Mechanical and Thermal Properties of Synthetic/Synthetic Fibers in Hybrid Non-woven Fabric Thermoplastic Composites

This chapter focuses on the mechanical and thermal properties of synthetic fibers in hybrid non-woven fabric polymeric composites. In the nonwoven industry, synthetic fibers are extensively utilized, with natural fibers playing a lesser role due to impurities and higher costs. The production of nonwovens involves arranging small fibers in sheets or webs, which are then bound together using mechanical or thermal techniques. The most commonly used synthetic fibers in this industry are polyester (PET), polypropylene (PP), polyethylene (PE), as well as specialty fibers such as glass and carbon. PET nonwoven fabric exhibits exceptional mechanical strength and can withstand high temperatures without degradation.

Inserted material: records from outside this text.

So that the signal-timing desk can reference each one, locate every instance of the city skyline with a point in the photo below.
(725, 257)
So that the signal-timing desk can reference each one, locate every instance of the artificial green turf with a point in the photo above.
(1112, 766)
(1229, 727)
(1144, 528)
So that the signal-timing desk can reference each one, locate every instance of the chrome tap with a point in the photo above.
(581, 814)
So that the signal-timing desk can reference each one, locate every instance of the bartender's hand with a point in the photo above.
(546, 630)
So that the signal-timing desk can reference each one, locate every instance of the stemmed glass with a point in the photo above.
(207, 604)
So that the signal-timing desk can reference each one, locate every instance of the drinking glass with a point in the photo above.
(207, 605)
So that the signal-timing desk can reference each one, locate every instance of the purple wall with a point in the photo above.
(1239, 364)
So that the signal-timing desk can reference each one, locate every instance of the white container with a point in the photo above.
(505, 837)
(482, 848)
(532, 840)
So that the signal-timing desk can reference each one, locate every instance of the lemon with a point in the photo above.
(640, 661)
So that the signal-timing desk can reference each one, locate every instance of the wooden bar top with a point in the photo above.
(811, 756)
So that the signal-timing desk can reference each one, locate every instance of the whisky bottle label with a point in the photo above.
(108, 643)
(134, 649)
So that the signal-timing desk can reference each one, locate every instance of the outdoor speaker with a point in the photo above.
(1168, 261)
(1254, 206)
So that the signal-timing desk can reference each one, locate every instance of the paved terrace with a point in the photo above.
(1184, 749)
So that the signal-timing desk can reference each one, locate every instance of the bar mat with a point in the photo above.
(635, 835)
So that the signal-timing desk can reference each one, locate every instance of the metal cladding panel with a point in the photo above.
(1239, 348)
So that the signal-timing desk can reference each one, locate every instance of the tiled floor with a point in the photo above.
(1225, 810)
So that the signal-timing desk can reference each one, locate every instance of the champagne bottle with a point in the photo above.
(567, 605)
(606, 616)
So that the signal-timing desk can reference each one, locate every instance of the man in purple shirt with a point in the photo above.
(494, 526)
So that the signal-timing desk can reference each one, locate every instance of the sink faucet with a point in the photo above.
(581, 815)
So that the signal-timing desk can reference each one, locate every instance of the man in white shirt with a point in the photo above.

Non-woven polypropylene fabric is held together through the mechanical, thermal, and chemical entanglement of fibers, resulting in a resilient and long-lasting material. The current invention focuses on polyethylene nonwoven fabric made of fine fibers with a small diameter, which exhibits excellent formation properties and finds applications in sanitary and household items. Fiberglass nonwoven fabric is a soft and resilient material composed of fine glass fibers. Carbon fibers offer advantageous qualities including good thermal and electrical conductivities, excellent creep resistance, low density, high thermal stability in the absence of oxidizing agents, and exceptional tensile strength. To conclude, this chapter provides insights into the mechanical and thermal properties of synthetic fibers used in hybrid non-woven fabric polymeric composites. Additionally, it presents an overview of the diverse applications of these fibers in the nonwoven industry, further highlighting their significance and utility.